An hour after the explosion, Jennifer sat across from Kevin in a small Chinese restaurant and tried to distract him with small talk while they ate. But neither of them was good at small talk.
They went back to the warehouse at nine, this time armed with high-powered halogens that lit up the interior like a football field. Kevin walked through the scene with her. But now it was nearing midnight, and he was half-asleep on his feet. Unlike the library, the warehouse was still silent. No police, no ATF, only FBI.
She hadn’t bothered to tell Milton about the incident at the warehouse. She would as soon as she was done with it. She’d explained the situation to Frank, and he’d finally agreed to her reasoning, but he wasn’t happy with it. He was getting an earful from a dozen different sources. The governor wanted this tied up now. Washington was starting to apply pressure too. They were running out of time. If another bomb went off, they might take the case from her.
Jennifer glanced at Kevin, who leaned his head back against the wall in the reception area, eyes closed. She entered a ten-by-ten office storage room where they were compiling evidence for delivery to the lab. Under other circumstances, she would probably be doing this back at her desk, but Milton would be breathing down her neck. Besides, proximity favored the storage room, so Galager had transferred what he needed from the van and set up temporary shop here.
“Any conclusions, Bill?”
Galager leaned over a drawing of the warehouse floor plan, on which he’d painstakingly redrawn the footprints as they appeared.
“Best as I can tell, Slater entered and left through the fire escape. We have a single set of footp
rints coming and going, which correlates with the testimony. He walks up and down the hall a half-dozen times, waiting for Kevin to show, descends the stairs at least twice, springs his trap, and ends up in this room here.” He tapped the room next to Kevin’s hiding place.
“How did he lock the door? He shut it with the string, but Sam told me it was open when they first arrived.”
“We can only assume that he had the lock rigged somehow. It’s feasible that with a hard knock the lock could engage.”
“Seems thin,” Jennifer said. “So we have him entering and leaving through the fire escape. Kevin enters and leaves through the front door. What about the footprints themselves?”

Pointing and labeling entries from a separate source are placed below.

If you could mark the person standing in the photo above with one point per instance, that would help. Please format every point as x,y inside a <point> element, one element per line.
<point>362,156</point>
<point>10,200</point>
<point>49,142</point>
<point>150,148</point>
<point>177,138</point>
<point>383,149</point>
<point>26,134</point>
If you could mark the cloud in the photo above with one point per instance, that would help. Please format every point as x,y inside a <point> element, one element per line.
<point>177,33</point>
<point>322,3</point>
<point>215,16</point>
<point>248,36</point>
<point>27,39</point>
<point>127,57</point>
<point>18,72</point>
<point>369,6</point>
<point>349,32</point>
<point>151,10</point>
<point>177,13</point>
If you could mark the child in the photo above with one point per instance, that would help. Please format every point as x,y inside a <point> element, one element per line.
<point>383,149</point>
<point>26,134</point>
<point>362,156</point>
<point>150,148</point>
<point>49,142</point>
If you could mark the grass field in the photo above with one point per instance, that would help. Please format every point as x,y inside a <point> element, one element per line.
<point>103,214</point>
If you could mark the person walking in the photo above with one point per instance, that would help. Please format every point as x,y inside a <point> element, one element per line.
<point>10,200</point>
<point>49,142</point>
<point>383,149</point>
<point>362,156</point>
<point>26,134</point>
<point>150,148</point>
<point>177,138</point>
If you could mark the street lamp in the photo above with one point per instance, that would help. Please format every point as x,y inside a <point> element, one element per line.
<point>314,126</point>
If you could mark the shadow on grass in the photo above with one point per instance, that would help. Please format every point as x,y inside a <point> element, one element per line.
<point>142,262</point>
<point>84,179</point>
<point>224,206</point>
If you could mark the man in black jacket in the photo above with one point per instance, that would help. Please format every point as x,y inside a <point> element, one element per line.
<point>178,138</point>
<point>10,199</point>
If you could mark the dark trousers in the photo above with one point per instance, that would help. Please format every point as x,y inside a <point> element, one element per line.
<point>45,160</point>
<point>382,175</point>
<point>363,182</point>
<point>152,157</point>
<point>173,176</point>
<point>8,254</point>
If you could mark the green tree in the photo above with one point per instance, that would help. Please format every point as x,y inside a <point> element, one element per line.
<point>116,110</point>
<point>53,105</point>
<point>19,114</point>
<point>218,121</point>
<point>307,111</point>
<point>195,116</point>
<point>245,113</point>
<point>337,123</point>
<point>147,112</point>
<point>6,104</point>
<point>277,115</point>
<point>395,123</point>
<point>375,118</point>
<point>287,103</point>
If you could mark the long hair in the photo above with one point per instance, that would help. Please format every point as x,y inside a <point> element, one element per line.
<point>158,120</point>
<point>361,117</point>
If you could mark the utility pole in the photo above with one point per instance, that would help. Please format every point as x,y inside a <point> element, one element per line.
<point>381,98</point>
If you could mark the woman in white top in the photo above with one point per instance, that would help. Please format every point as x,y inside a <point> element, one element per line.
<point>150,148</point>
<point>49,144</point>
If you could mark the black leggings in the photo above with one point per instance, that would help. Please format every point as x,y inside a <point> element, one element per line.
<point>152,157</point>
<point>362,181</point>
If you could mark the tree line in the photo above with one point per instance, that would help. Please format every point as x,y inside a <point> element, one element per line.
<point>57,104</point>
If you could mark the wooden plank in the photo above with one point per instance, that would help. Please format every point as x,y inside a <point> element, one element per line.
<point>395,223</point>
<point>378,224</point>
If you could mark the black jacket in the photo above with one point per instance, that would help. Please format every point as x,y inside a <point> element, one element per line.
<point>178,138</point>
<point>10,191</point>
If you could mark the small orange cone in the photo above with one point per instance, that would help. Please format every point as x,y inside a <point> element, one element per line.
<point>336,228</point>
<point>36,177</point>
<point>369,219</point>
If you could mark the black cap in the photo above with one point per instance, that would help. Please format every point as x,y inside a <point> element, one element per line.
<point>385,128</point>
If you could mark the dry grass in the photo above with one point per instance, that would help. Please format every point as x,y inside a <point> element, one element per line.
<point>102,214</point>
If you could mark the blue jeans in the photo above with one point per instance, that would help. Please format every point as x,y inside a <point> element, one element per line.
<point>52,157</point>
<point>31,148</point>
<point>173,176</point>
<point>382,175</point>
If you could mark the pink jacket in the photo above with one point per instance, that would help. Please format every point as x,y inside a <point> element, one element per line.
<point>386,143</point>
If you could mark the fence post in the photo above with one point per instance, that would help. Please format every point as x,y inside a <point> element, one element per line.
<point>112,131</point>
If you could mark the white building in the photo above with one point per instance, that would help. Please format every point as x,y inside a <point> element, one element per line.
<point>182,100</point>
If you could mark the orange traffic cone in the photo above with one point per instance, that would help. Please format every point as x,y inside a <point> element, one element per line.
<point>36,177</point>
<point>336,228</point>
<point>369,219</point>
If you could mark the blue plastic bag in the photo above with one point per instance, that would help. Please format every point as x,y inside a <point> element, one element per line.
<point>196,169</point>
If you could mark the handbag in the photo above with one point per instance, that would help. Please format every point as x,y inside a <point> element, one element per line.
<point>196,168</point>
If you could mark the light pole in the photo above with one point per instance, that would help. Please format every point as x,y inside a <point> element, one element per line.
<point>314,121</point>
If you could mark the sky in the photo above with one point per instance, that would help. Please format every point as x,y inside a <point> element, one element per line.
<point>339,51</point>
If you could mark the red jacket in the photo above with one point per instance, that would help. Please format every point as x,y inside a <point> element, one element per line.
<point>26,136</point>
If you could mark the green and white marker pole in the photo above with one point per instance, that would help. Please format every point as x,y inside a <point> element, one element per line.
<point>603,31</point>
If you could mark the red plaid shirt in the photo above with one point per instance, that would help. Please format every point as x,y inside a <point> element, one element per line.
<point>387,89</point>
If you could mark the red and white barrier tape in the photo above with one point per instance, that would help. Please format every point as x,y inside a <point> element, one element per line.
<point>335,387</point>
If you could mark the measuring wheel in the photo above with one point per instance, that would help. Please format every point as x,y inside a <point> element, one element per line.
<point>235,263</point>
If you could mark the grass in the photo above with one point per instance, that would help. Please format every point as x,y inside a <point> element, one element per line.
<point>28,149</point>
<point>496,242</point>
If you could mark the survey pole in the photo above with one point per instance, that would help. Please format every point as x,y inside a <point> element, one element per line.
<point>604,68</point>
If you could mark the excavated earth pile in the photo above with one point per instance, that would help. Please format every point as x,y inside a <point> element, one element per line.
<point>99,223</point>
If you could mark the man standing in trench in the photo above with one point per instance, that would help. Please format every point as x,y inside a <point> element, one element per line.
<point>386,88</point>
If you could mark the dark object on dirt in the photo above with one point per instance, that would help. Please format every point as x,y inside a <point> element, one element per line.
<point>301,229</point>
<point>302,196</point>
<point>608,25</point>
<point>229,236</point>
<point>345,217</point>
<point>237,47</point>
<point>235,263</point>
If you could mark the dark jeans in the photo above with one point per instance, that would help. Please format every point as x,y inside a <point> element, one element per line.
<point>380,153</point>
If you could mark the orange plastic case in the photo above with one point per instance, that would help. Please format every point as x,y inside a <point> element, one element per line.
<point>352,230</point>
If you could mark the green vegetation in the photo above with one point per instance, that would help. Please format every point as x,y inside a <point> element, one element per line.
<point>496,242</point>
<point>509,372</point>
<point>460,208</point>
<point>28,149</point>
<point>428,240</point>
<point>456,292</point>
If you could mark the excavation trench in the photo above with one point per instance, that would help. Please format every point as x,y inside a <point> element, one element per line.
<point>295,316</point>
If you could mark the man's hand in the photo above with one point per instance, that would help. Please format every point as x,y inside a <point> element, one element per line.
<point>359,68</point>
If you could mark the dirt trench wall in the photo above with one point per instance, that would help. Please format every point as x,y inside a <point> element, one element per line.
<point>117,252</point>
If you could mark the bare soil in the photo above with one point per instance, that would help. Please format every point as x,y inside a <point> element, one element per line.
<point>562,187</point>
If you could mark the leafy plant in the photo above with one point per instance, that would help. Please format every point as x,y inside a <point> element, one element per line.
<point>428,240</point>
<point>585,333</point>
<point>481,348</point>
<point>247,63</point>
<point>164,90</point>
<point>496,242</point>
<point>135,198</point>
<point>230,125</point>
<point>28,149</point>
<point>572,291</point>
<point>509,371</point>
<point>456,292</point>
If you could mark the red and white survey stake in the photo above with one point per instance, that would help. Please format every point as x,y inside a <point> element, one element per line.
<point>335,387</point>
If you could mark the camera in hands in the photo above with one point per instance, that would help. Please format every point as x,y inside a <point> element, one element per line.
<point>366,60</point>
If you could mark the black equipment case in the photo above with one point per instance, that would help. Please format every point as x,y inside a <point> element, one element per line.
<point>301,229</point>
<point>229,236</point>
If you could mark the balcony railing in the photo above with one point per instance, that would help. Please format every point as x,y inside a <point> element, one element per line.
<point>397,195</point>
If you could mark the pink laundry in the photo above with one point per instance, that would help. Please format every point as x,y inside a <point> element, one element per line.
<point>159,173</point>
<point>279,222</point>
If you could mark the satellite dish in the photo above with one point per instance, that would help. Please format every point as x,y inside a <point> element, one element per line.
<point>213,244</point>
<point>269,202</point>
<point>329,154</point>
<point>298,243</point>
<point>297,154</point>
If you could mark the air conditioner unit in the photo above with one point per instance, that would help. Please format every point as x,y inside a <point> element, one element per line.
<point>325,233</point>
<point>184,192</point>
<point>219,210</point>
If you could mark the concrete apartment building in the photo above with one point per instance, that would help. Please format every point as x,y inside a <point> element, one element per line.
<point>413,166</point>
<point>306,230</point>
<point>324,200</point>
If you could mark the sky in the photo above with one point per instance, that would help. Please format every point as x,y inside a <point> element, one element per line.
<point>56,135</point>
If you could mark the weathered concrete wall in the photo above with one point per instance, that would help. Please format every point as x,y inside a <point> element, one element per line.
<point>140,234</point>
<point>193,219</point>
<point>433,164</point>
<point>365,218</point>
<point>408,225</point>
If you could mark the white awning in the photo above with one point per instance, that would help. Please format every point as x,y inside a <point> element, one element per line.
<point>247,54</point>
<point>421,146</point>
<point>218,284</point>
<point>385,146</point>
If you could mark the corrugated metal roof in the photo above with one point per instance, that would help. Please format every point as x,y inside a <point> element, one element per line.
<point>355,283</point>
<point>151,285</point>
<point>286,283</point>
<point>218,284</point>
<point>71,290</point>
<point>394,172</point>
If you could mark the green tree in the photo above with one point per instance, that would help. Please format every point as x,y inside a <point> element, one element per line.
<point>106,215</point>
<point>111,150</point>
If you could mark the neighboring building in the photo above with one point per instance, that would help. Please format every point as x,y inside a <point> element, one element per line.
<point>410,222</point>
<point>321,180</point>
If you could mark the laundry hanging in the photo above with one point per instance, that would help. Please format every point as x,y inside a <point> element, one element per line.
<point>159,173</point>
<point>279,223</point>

“When all is said and done, there are only four clear prints, all of which we’ve casted and photographed. Problem is, they’re all from the hallway and the stairs where both Kevin and Slater walked. Same size. Same basic shape. Both hard-soled and similar to what Kevin is wearing—impossible to visually determine which is which. The lab will break it down.”
Jennifer considered his report. Sam hadn’t entered the building, which was good thinking. But she hadn’t seen Slater come or go either.
“What about the recording?” Galager had already transferred the data to a tape, which he had in a small recorder on the table.
“Again, the lab will have to tell us what they can come up with, but it sounds clean to me. This is the first recording from the hotel room.” He punched the play button. Two voices filled the speaker. Slater and Samantha.
“There, that’s better, don’t you think? The game won’t last forever; we might as well make this more interesting.”
Low and gravelly. Breathy. Slater.
“What good is a game that you can’t lose? It proves nothing.”
She recognized Sam’s voice. The tape played to the end of the conversation and clicked off.
“Here’s the second recording, made while we were here earlier this evening.” Galager punched it up. This time it was Kevin and Slater.
Kevin: “H . . . hello?”
Slater: “H . . . hello? You sound like an imbecile, Kevin. I thought I said no cops.”